日本語教師になりたい人向けのガイドブック的な本です。
ただ、この本はわたしが自分で買ったわけではなく、出版社から直接もらったんですよね。
それはなぜかというと、このようにわたしが出ているからです。


前回、ジュクサガスさんにインタビューされて、
「人生でインタビューされるのなんて初だなぁ」
と思っていたんですが、よく考えてみると初じゃなかったんですね。
しかし、この当時は若干顔が怖いですね。
いまはすっかりマイルドな風貌になりました。
ヴァーチャル日本語 役割後の謎(金水敏)
これは日本語学校のときの先生に教えてもらって買って読んだ本です。
相当おもしろいんで、言葉に興味ある中高生は一回読むといいと思いますよ。

「役割語」というのはアレです。
その言葉を使うことで、人物のキャラクターが明確になる言葉ってあるじゃないですか。
この本の中に出ている例そのままですけど、
「わしは~じゃ」と付けると「おじいさん」であることが分かりますよね。
つまり、この「わしは~じゃ」という言い方は「おじいさん」という役割を表す「役割語」だというわけです。
「~ザマス」は金持ちの奥さんを表す役割語。
「~アルヨ」は中国人であることを表す役割語。
「~ナリ」はコロ助であることを表す役割語なのです。
あなたのおじいさんは「わしはおじいさんなのじゃ」って実際に言います?
実際のおじいさんがまず言わない「わしは~じゃ」という言い方が、なぜ「おじいさん」を表す記号として通用するようになったか、そんな理由と経緯が書かれているわけです。
おもしろそうでしょう。
おもしろいんですよ。
ちなみに、古文の先生がよく助動詞「ナリ」の例でコロ助を挙げて、
「吾輩はコロ助ナリよ」の「ナリ」を助動詞の「なり」として説明すると思うんですけど。
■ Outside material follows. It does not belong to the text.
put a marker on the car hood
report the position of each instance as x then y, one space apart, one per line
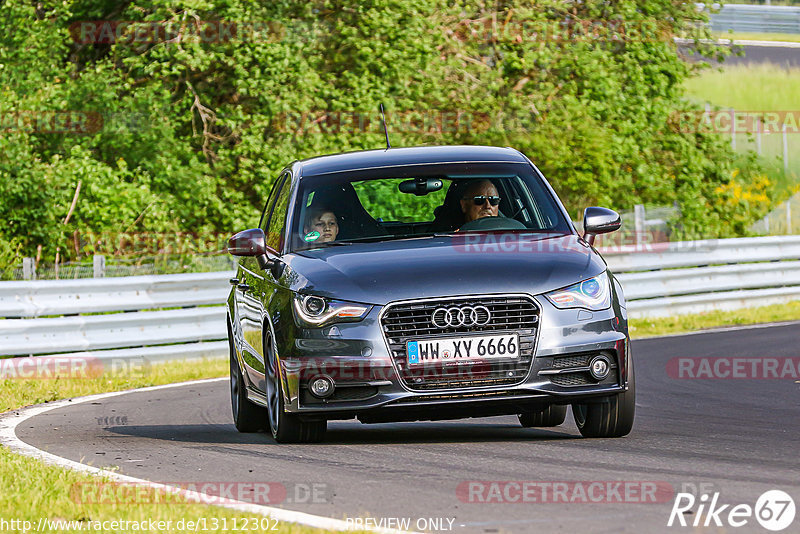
379 273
(今はコロ助が生徒に通じにくくなったのでアレですが)
でも、わたしはこの説明間違っていると思うんですね。
助動詞「なり」は
「ならず/なりけり/なる時/なれば」
のように活用するじゃないですか。
「じ」のような例外はあれど、基本的には活用があることが助動詞の基本条件なわけです。
でも、コロ助が「吾輩はコロ助ナレども~」のように「ナリ」を活用させるかというと、絶対ないわけですよ。
ということは、あのコロ助の「ナリ」は、もう助動詞「なり」として捉えるべきものではなく、完全に「コロ助のキャラクターと、断定の意味」を同時に表す「終助詞」である、と分類したほうが理屈に合うのではないでしょうか。